À toi

Extrait du roman À toi, de Kim Thúy et Pascal Janovjak, avec l’aimable autorisation des éditions Libre Expression.

Extrait du roman À toi, de Kim Thúy et Pascal Janovjak

KIM 3 octobre 16:06
En attendant des nouvelles de toi hier, j’ai relu la première page du Captif amoureux de Jean Genet. Je ne connaissais rien de la Palestine, sauf cette comparaison de la réalité des Palestiniens à des espaces blancs entre les phrases. Aujourd’hui, avec tes mots et entre tes mots, je vois de la fumée, non pas seulement celle des explosions, mais aussi celle des poêles et des thés, des chaleurs qui ne font pas les manchettes.

PASCAL 4 octobre 00:02
Genet se sent impuissant à décrire cette réalité et, qu’on soit poète ou journaliste, il est vrai que c’est une gageure… Il existe une inévitable distance entre le témoin du drame et ses acteurs, et ce n’est pas toujours une distance objective, c’est parfois quelque chose qu’on crée de toutes pièces. J’avais passé une très belle journée avec Mazen, un peintre d’une cinquantaine d’années. Il a écrit aussi, notamment une pièce de théâtre, l’histoire d’un homme qui sort de prison et qui est devenu impuissant. La trame m’avait touché parce que même si les récits de prison sont fréquents ici, on parle peu de l’après. Et surtout de la sexualité de l’après. C’était une belle idée.

Nous avons passé l’après-midi à parler, à vider théières et paquets de cigarettes dans son atelier encombré – le soir venu, nous avons mangé ensemble, sur la terrasse, en admirant le soleil qui se couchait sur les collines. Je lui ai parlé de la Jordanie, où j’ai habité. Il m’a demandé si j’avais aimé ce pays. Lui y avait passé neuf ans, dans une prison.

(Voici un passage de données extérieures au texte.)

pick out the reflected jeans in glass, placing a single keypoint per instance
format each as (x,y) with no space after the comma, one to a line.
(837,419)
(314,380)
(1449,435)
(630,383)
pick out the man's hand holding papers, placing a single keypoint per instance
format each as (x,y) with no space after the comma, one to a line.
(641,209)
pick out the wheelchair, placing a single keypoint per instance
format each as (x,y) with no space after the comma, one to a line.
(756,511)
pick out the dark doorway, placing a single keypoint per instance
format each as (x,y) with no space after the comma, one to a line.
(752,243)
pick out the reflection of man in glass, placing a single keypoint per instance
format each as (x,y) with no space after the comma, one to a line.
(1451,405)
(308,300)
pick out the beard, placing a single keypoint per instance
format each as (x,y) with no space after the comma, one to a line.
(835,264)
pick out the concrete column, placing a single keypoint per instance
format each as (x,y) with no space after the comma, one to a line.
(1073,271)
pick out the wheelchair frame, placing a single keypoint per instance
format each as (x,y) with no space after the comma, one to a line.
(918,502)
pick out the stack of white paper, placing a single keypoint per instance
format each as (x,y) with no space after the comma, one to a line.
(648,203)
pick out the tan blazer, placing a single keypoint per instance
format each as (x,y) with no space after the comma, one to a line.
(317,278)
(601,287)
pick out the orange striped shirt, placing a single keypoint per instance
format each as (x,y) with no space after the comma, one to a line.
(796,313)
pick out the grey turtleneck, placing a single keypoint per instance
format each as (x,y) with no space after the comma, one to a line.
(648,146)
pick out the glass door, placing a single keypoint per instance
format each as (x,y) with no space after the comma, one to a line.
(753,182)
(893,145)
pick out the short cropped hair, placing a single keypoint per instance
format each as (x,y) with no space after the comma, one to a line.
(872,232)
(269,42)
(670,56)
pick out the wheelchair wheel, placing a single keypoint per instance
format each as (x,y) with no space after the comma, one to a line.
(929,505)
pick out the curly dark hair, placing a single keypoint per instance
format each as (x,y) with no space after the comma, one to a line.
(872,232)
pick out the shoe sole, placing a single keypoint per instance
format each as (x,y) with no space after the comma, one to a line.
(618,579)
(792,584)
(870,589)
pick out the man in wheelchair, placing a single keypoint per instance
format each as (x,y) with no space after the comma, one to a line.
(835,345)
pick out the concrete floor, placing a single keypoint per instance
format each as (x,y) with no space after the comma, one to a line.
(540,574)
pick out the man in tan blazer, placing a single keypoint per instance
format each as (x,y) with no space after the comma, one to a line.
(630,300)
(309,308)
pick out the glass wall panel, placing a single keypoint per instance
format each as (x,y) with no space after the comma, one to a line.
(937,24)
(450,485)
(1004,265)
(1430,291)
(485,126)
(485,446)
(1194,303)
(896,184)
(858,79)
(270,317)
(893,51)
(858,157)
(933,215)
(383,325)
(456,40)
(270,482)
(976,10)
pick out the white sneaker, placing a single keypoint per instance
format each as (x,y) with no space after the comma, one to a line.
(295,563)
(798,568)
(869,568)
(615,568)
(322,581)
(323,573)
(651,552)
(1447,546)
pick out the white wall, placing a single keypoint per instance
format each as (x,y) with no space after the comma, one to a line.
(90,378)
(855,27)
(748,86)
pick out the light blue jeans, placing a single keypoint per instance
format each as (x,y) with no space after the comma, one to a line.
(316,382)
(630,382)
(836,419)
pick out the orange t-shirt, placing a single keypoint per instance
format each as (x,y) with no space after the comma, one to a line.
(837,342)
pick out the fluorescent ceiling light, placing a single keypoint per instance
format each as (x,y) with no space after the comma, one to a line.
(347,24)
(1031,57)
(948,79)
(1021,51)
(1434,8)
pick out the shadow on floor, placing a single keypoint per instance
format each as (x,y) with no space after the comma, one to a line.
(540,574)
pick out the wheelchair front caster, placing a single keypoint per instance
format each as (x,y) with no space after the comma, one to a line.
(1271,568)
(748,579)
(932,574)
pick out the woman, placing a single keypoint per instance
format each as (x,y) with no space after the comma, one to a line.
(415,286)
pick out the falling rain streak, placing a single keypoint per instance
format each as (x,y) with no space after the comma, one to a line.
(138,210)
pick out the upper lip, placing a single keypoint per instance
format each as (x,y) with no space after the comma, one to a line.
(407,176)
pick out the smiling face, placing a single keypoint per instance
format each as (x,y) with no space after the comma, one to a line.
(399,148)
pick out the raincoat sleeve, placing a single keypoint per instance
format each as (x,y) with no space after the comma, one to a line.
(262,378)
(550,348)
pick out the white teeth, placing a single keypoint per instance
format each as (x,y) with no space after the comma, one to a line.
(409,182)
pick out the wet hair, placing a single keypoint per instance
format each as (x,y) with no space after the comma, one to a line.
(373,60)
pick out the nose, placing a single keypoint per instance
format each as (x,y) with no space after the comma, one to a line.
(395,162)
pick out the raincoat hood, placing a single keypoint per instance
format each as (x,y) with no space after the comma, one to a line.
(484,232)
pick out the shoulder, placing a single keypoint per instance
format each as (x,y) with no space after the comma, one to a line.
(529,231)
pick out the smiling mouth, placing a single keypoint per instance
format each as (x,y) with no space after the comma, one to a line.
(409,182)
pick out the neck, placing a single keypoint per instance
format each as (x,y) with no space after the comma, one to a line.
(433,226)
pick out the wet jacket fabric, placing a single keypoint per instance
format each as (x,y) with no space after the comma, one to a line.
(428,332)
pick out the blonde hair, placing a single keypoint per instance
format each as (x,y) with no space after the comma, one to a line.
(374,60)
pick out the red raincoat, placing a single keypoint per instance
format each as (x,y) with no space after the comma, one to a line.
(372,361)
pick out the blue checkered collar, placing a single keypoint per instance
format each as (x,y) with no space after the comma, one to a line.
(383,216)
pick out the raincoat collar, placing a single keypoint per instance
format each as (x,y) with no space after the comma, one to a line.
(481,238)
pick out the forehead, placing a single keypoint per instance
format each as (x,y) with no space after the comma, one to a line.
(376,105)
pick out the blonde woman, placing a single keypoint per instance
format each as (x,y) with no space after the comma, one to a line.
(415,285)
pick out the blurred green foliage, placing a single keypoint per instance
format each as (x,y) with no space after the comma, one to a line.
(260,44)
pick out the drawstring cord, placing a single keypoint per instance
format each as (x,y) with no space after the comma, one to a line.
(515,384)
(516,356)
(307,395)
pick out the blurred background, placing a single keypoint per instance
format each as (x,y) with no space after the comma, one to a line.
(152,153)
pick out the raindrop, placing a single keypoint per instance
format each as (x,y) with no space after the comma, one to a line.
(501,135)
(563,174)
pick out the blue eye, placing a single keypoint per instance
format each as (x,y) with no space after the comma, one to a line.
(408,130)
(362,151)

Ça m’a rendu muet. Pour une raison que j’ignore, je percevais ses oeuvres comme des fictions. Je me rendais brusquement compte que c’était du vécu. Je me suis alors soudain senti incapable d’échanger plus longtemps avec lui ; comment pouvais-je avoir quoi que ce soit à dire à cet écrivain, qui avait fait l’expérience de la faim, de la soif et de la solitude, à cet homme qui avait passé neuf ans de sa vie derrière des barreaux ? Je suis parti.

Et c’était idiot, vraiment, puisque nous avions passé de si belles heures ensemble… J’avais créé une distance là où il n’y en avait pas, où il n’aurait pas dû y en avoir.

KIM 4 octobre 17:58
Je crois que ceux qui ont couché avec l’horreur cherchent à côtoyer la pureté ou une certaine innocence afin d’en revenir… de réduire justement cette distance dont tu parles. Alors, ne bouge pas, reste, afin de lui donner le temps de marcher jusqu’à toi, jusqu’à la lumière, jusqu’à l’humain qu’il était.